Murray is the Lyric Theatre’s artist-in-residence for 2019 and participated in their New Playwrights Programme which hosts rehearsed readings during Belfast International Arts Festival. While I didn’t catch All Mods Cons during the festival, it was a joy last night to see the talented playwright’s work given a full production run at the Lyric.
Murray poaches her characters in a pot of water alongside their past decisions, then gentling turning up the heat to simmer then, adding the flavour hidden secrets, before finally bringing them to the boil when matters and emotions fly out of control. External changes happen in parallel with internal changes.
“… the world is our oyster! / I don’t like oysters.”
It’s a credit to both the cast and the director Ronan Phelan that the emotional arc of the characters shifts so gently that the one we can’t stand early on becomes the only sane and straightforward figure by the play’s conclusion.
Most of the cast aren’t very familiar to the Lyric stage, giving the characters a freshness unencumbered with memories of previous roles and traits.
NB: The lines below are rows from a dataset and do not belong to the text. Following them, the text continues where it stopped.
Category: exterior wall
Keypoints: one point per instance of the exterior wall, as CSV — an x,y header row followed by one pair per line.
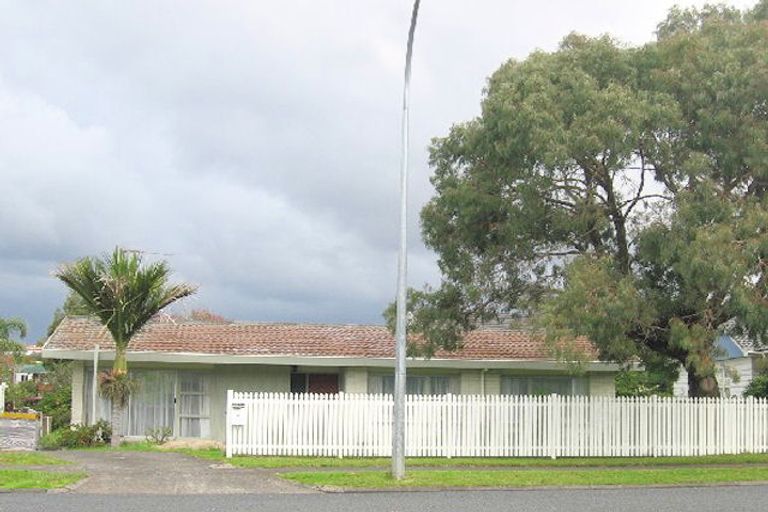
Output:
x,y
355,380
263,378
78,413
602,384
733,377
492,383
242,378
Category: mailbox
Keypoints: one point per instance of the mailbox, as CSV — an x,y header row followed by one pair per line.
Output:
x,y
238,414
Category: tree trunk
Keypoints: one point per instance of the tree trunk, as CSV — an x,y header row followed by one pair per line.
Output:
x,y
115,420
701,386
120,365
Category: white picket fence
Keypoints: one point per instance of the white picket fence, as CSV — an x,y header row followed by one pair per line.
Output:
x,y
347,425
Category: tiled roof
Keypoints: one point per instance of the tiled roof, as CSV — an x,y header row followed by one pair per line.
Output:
x,y
304,340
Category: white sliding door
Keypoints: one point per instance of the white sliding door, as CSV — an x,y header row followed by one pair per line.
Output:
x,y
194,405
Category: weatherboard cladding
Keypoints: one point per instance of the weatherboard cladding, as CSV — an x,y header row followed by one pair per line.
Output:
x,y
307,340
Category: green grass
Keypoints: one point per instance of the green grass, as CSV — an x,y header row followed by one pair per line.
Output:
x,y
28,459
24,479
383,462
531,478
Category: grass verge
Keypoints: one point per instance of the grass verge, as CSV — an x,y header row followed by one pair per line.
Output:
x,y
531,478
29,459
24,479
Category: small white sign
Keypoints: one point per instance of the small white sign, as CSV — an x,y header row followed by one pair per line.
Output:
x,y
238,414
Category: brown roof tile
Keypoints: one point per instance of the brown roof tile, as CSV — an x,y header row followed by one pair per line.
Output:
x,y
308,340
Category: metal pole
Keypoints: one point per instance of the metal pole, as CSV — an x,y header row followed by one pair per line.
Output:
x,y
398,430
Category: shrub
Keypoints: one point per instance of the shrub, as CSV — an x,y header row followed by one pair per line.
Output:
x,y
158,435
57,404
78,436
758,387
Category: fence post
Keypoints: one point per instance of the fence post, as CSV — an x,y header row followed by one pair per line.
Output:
x,y
554,425
228,423
3,385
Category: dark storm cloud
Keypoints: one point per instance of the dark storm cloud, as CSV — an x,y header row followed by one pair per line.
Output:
x,y
254,145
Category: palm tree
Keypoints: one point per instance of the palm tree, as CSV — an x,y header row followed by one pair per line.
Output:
x,y
124,294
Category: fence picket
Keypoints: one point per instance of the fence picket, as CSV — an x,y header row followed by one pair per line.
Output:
x,y
452,426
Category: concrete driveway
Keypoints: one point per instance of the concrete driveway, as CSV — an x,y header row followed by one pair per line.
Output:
x,y
168,473
18,434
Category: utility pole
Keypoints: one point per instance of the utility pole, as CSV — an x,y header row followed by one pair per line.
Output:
x,y
398,420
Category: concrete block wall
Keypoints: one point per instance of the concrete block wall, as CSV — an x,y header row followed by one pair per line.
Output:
x,y
78,379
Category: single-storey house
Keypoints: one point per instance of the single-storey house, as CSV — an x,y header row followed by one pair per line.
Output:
x,y
27,372
185,368
737,360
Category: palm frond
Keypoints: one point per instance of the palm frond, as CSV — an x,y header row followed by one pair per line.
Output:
x,y
122,291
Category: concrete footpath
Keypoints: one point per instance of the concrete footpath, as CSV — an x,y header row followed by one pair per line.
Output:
x,y
167,473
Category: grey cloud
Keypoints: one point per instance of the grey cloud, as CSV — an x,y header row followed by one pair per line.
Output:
x,y
255,145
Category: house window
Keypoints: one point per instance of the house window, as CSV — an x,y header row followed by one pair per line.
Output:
x,y
321,383
415,384
565,386
194,405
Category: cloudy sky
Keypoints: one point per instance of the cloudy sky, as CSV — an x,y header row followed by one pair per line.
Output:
x,y
252,144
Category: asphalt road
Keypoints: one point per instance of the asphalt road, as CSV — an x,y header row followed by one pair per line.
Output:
x,y
750,498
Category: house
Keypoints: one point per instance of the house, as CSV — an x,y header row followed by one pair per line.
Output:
x,y
738,359
185,368
27,372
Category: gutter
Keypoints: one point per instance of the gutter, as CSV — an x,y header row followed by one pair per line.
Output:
x,y
288,360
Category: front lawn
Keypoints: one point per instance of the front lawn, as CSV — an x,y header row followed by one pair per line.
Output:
x,y
28,459
24,479
531,478
384,462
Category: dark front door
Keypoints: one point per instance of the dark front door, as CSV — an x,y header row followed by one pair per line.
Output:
x,y
323,383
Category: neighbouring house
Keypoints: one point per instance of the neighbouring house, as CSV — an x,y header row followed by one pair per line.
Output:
x,y
738,360
185,368
27,372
McCurry brilliantly delivers the most uncomfortable and excruciating lines as Gary, a man who can no more conduct a friendly conversation than sell a house. Robinson doesn’t let Laura screech drown out her character’s humanity. Louca brings a warmth and strength to many scenes and doesn’t allow vulnerability to overpower Jean’s sense of confidence and assurance.
While I’m not quite sure why Diana Ennis decided not to give Gary a pair of trousers that would reach his ankles, the costumes work well. The ambiguous, low-key ending works well on paper, but confused last night’s audience who delayed their applause and seemed to expect more to happen when the stage suddenly went dark
The dowdy set with its mismatched furniture (much of it oddly piled up against a back wall for the later scenes) is flexible and while the video signposting and Katie Richardson’s interstitial music gives All Mod Cons a very televisual feel, both aspects are effective and well executed.
Rich performances, well-constructed characters, solid direction and plenty of surprises as the steam builds up make this a great step in what will hopefully be an enduring relationship between Erica Murray’s rich imagination and the Lyric.
All Mod Cons continues in the Lyric Theatre until Sunday 9 June.